The product is the problem
“Alcohol is not ordinary. It is a drug of dependence,” he said. “And the problem lies not with individuals, but the product.”
He said that, as in Australia, industry self-regulation in alcohol advertising in the UK had been a failure, and he endorsed the AMA’s call for a parliamentary inquiry into the marketing of alcohol to young people.
Sir Ian said the promotion of alcohol and drinking in all its forms, from traditional advertising to sports sponsorship, product placement in television shows and films, through social media games and even mobile phone apps, was an important target of policy reform.
But he said equally significant in the UK was action on the cost of alcohol.
Sir Ian said the rise of heavy drinking in Britain had been driven by the availability of cheap alcohol sold by supermarkets and off-licenses (bottle shops).
While the volume of alcohol sold through pubs, clubs and restaurants had remained relatively stagnant, it had surged through other outlets, with supermarkets using heavy discounts on wine, cider, spirits and other drinks to lure shoppers.
For example, he said, one retailer was selling three litres of alcoholic cider for the equivalent of $4.35.
Alcohol reform campaigners in the UK have been heartened by political moves to introduce a minimum unit price for alcohol.
Sir Ian said such a measure could be very effective, because it would raise the price of the very cheap drinks that were favoured by heavy drinkers, while not affecting the cost of beer and wine sold at pubs and restaurants.
The Scottish parliament has approved an alcohol floor price of 50 pence, though it has yet to enact the legislation pending the outcome of legal challenges being mounted by the alcohol industry.
Just as promisingly, Sir Ian said, British Prime Minister David Cameron had thrown his support behind a minimum floor price in England, though at a lower rate of 45 per cent per unit of alcohol.
Asked what had brought the British Government to this position after years of resistance to the idea, Sir Ian ascribed it to a slow build-up of pressure over time from reform advocates, combined with a serendipitous and unexpected circumstance.
He said the breakthrough came when an MP, who was a doctor, asked Mr Cameron during parliamentary Question Time about a minimum floor price on alcohol.
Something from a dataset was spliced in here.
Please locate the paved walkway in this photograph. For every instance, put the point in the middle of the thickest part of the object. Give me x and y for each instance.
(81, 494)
The Prime Minister then sought a briefing on the issue and threw his weight behind the proposal, which is yet to be submitted as a Bill.
Developments in the UK have leant fresh impetus to efforts in Australia to tackle the curb the visibility and availability of alcohol, particularly products targeted at the young.
Dr Hambleton said governments in Australia should take note of what is happening overseas, including in the UK.
“Young people continue to be exposed to alcohol marketing at an unprecedented level, and from multiple sources,” the AMA President said. “It is vital that we reduce this exposure.”
• Declaration: Professor Gilmore was guest speaker at the AMA’s Alcohol policy reform forum, at Parliament House, Canberra, on 18 February.